Having your starting quarterback finish a game or stay in a little longer into the fourth quarter in a blowout whether a team is on the winning or losing side of it is a common practice that several teams routinely exercise and shouldn’t be blown out of proportion like some fans are making Sunday’s decision out to be.

The constant concern with Jackson is that because of his dynamic dual-threat playing style that he might be more susceptible to sustaining injuries than the typical quarterback that possesses above-average mobility due to his direct and heavy involvement in the running game.

However, because he is so elusive with his legs inside and out if the pocket, he is able to protect himself better than most quarterbacks with for more limited rushing capabilities and when he does take off on a scramble and designed run play, he has done and continues to do a good job of getting out of bounds, avoiding big hits and only lowering his shoulder to initiate contact with a defender if he is trying to cross the goal line for a touchdown.

Griffin still closed out the game on the Ravens final offensive drive that lasted just over four minutes, covered 22 yards in six plays, and ran off the remaining time off the game clock. Going forward don’t expect Harbaugh and the coaching staff to placate to or factor in potential public backlash or the media questioning of their decision on how much or how long to play their star quarterback.

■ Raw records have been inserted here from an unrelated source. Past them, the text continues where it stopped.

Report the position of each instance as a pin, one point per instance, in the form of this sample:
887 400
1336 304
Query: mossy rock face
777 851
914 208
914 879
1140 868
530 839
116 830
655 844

They will do whatever it takes to win in their pursuit of a championship but wouldn’t jeopardize the face and the future of the franchise just to run up a score on a divisional opponent like a college or high school team trying to qualify for the playoffs in a system that factors in point differential.

There’s a method to the perceived madness of leaving the starting quarterback in longer than the majority of outsiders think they should. Not every game is going to a cakewalk in the final two quarters so Jackson needs to be prepared to play a full 60 minutes and then some when the time comes, which could be in two weeks when Mahomes and the Chiefs come to Baltimore for a Week Three Monday Night Football matchup in prime time.